Senator Johnson read from the bill the parts declaring the purposes of the stabilization corporation to be to "act as a marketing agent, to purchase, store, warehouse, process. [sic] sell and market any quantity of the agricultural product," and asked with mockery, "government in business?" Then he went on to read how all the losses of the stabilizing corporation were to be paid from the "surplus reserve fund" or, if there was no such reserve, from the $500,000,000 "revolving fund."
How Losses Are Met
"Gather that now," he exclaimed. "The board pays such sums from the revolving fund as may be necessary for the losses of the operations of the stabilization corporation. The bill proceeds: So loans shall be repaid in the revolving fund by the corporation from future profits from its controlled operation.' What a glorious provision of the bill that is!
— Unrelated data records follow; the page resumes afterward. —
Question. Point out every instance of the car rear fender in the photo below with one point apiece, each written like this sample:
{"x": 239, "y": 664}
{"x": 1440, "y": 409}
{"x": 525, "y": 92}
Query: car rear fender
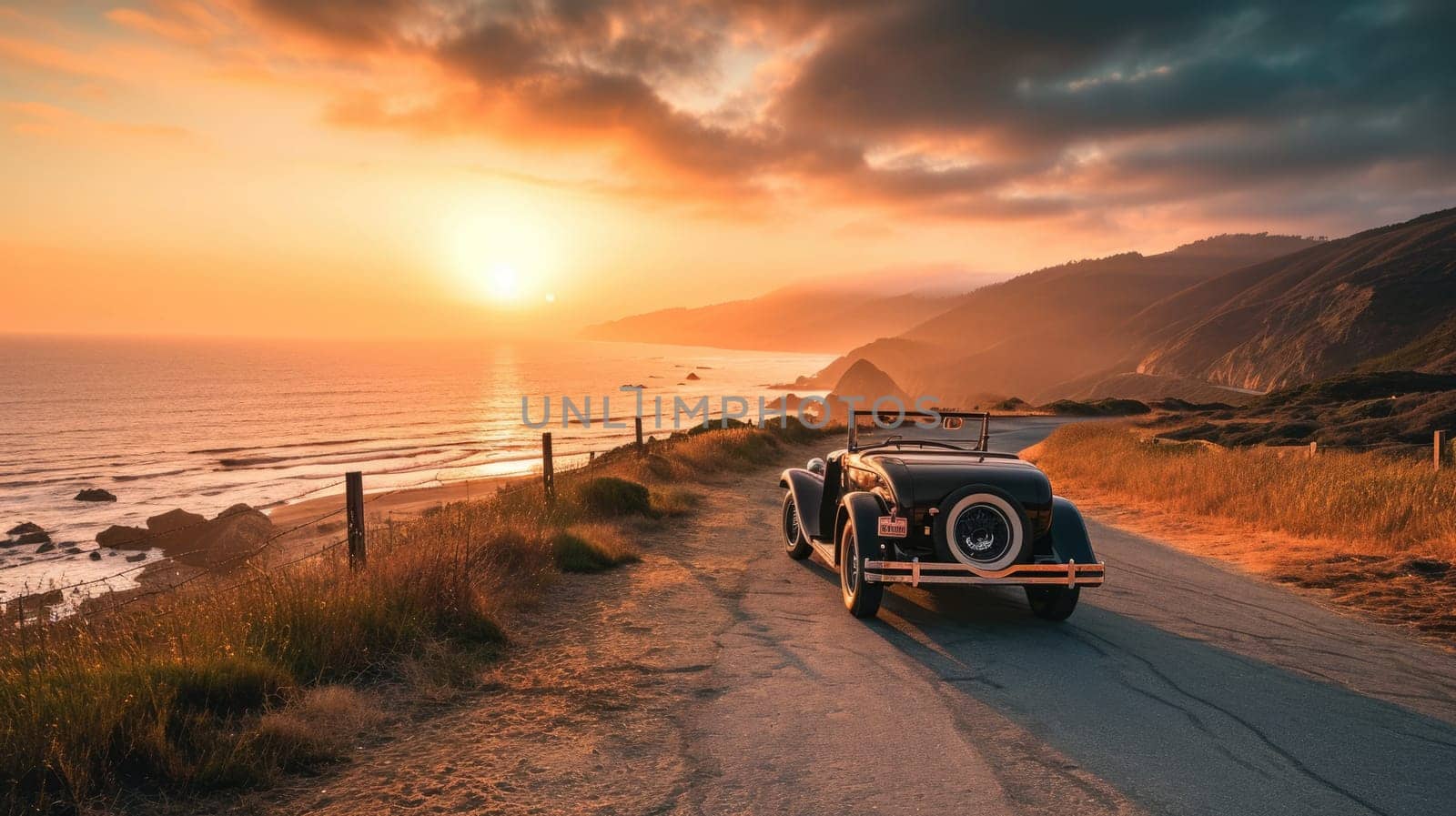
{"x": 864, "y": 509}
{"x": 1069, "y": 534}
{"x": 808, "y": 490}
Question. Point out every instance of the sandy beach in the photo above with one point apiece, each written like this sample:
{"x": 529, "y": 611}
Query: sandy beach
{"x": 379, "y": 508}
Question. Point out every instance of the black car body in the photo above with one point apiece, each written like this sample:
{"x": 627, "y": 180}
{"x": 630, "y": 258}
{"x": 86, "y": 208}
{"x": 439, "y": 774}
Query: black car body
{"x": 919, "y": 511}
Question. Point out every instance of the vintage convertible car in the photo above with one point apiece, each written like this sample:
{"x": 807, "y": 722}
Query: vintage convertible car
{"x": 922, "y": 508}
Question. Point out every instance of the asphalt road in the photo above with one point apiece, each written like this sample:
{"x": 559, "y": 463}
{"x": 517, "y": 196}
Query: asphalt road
{"x": 718, "y": 677}
{"x": 1179, "y": 687}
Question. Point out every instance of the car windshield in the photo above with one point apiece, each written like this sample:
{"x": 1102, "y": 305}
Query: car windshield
{"x": 965, "y": 434}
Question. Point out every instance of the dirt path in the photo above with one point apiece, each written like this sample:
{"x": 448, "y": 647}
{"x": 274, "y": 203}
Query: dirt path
{"x": 720, "y": 677}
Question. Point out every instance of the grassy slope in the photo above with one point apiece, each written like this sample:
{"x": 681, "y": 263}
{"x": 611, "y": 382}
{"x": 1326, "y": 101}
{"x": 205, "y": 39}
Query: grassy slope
{"x": 232, "y": 684}
{"x": 1376, "y": 531}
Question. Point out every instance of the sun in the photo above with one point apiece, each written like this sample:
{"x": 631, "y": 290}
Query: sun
{"x": 502, "y": 282}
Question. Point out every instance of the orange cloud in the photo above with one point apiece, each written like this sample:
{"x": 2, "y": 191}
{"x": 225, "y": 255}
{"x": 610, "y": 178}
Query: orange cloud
{"x": 48, "y": 121}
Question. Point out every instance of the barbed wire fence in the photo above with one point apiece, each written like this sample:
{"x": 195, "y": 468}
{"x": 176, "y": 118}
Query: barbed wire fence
{"x": 226, "y": 566}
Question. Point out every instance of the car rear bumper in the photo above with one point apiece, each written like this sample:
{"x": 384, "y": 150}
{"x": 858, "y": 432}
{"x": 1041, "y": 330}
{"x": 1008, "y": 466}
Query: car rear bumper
{"x": 919, "y": 572}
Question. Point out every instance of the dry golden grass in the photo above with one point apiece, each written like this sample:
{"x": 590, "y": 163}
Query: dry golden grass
{"x": 1376, "y": 504}
{"x": 228, "y": 684}
{"x": 1370, "y": 531}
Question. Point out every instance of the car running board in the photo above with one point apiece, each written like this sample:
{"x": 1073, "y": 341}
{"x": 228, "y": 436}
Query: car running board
{"x": 919, "y": 572}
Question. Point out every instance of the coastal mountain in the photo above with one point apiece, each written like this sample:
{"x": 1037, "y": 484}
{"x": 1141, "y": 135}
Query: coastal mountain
{"x": 1376, "y": 300}
{"x": 1055, "y": 326}
{"x": 817, "y": 316}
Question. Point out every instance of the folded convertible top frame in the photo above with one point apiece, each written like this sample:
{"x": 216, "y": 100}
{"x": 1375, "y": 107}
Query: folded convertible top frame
{"x": 983, "y": 444}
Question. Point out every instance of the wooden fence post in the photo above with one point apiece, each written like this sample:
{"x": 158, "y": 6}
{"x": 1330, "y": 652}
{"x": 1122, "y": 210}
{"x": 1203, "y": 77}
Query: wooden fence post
{"x": 548, "y": 470}
{"x": 354, "y": 509}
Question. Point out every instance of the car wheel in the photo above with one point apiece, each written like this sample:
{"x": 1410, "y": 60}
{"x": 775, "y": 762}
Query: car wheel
{"x": 794, "y": 540}
{"x": 1053, "y": 602}
{"x": 861, "y": 598}
{"x": 982, "y": 527}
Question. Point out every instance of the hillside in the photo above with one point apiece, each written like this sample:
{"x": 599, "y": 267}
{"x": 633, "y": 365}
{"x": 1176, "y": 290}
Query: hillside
{"x": 817, "y": 316}
{"x": 1380, "y": 298}
{"x": 1036, "y": 332}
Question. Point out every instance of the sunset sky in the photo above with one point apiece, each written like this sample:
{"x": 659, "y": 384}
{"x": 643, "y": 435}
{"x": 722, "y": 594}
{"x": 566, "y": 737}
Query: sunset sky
{"x": 288, "y": 167}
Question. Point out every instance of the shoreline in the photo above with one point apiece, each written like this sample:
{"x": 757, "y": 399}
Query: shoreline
{"x": 382, "y": 505}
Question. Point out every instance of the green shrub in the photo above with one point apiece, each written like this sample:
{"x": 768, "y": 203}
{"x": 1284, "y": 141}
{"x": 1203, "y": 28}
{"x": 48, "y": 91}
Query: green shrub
{"x": 611, "y": 497}
{"x": 590, "y": 549}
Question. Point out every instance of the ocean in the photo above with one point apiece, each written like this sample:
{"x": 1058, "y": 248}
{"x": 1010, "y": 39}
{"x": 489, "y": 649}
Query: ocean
{"x": 203, "y": 425}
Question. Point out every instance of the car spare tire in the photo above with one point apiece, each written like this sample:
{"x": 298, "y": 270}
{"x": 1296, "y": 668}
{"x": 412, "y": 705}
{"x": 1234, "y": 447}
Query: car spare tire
{"x": 983, "y": 527}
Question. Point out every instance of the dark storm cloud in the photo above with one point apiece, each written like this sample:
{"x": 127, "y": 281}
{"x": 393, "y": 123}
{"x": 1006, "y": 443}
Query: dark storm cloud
{"x": 992, "y": 108}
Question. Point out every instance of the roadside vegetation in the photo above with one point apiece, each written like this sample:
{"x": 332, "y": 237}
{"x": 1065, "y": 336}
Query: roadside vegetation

How any one of us would like to enter into a business enterprise where we might write that all our losses will be paid by the government of the United States and then we promise to pay those losses at some distant day out of the profits we may subsequently make in the same kind of business! Government in business?" sneered the senator as all the opponents of the administration plan beamed with pleasure.
"The whole question is," continued Senator Johnson, turning to the regular Republicans, "Do you mean it or do you not? If you mean it, kiss goodbye to the old platitude of not taking the government into business, kiss goodbye forever the old dogma that has been advanced here day after day and year after year that we should never permit the government to do anything for its people that private initiative or private endeavor may do and make a profit out of."
Glenn Breaks Into Debate
While the senator from California was breezing along in his whirlwind fashion Senator Glenn, the new senator from Illinois, was seized with curiosity to put his hand into the electric fan to see whether it was running. "Is that plan comparable to the Boulder dam bill in which the government is to be repaid out of future profits?" he asked.
"No, it is not comparable to that particular plan," said Senator Johnson. "Of course the senator from Illinois would be exercised by that plan. I recognize that, and I do not blame him. His philosophy and mine are quite different. We are looking out for people out there who require to be protected from devastation by flood. They are only people; that is all; just men and women and little children who require governmental aid. It is a shame and disgrace that that aid should be accorded those children and those women and those men when Mr. Insull or some power magnate might be able to make a profit out of the Boulder dam. That is a terrible thing to do."
"I do not think my interests are any more in common with those of Mr. Insull than are the interests of the distinguished senator from California," responded Senator Glenn, very red in the face. He said he was merely calling attention to the different attitude Senator Johnson had taken, toward the two schemes.
"I quite understand the senator from Illinois," said Senator Johnson, "and I endeavored adequately to answer him." Senator Glenn had found out about the fan. It was running.
Upholds Debenture
In conclusion, Senator Johnson said there was one plain, unequivocal and unambiguous provision in the bill, and that was the debenture feature. "It touches upon the raw of some of our sensitive brethren," he said, "because it touches the tariff, but I recall to them our promise to the people that we would in this session put agriculture on an equality with industry. There is not anything in this bill that puts agriculture upon an equality with industry except the debenture clause."